Newspaper review: Mixed views on fracking
The Times is scathing about the anti-fracking protests in West Sussex, arguing that the demonstrators are "wilfully blind" to the arguments in favour of the procedure.
Fracking, or hydraulic fracturing - a technique designed to recover gas and oil from shale rock - has not caused a single, serious shift in the earth either here or in the US, the paper insists.
The paper bemoans what it sees as Britain's need for a sensible energy policy being pitted against a chorus of "angry nonsense" that "gives environmentalism a bad name".
It argues that, apart from economic benefits, fracking would lessen our dependence on piped gas from Russia and liquefied gas from the Middle East, concluding that we need more not less.
But the Guardian blames ministers for mishandling the issue, describing it as a classic case of "how not to win an argument".
It says the UK government appeared to rush to judgement in favour of fracking and lost any power of persuasion it might have had in the more measured debate that now appears unlikely.
The problem has been compounded by a lack of trust, it believes, after the coalition initially described itself as the "greenest government ever" but then went on to water down its commitment to renewable energy.
The paper notes that, as the Treasury is offering tax incentives to the shale gas industry - and inducements to local councils to grant planning permission for drilling - it is always going to struggle to sound open-minded on the issue.
Another example of undue haste in decision-making, according to the Independent, is the proposed reform of lobbying.
It has interviewed the head of the Commons committee that will be scrutinising the legislation.
Labour's Graham Allen tells the paper the measures are both "rushed and ridiculous" and amount to a "useless dog's breakfast".

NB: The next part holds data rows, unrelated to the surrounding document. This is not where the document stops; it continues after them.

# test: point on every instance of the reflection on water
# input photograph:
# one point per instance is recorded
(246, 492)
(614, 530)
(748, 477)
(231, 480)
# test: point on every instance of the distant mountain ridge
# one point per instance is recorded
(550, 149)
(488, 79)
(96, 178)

They will make little or no difference to how lobbyists operate, the paper fears, because the real players in the industry are excused from the definition of who the register should include.
There is a warning that ministers will target a "fantasy-driven idea of lobbying", rather than the real thing, and end up having to come back with something far more draconian when a new scandal erupts.
The next general election may be almost two years away but the Daily Telegraph says Prime Minister David Cameron is already making plans for another coalition with the Lib Dems.
The paper suggests that, having presented the last agreement as a fait accompli, backbenchers will be consulted - and allowed to vote on - any future deals.
The party's high command is determined to ensure that everyone "dips their hands in the blood", it thinks, to quell future rebellions.
To go back to their constituencies and prepare for coalition is perhaps the most realistic message the prime minister can give his troops - and may be what he would secretly prefer anyway, according to the Telegraph.
There is a "justified suspicion" within his party, it says, that Mr Cameron would rather have a few men in yellow around his cabinet table come 2015 than govern with a slim majority that would render him hostage to the hostility - and idiosyncrasies - of some of his backbenchers.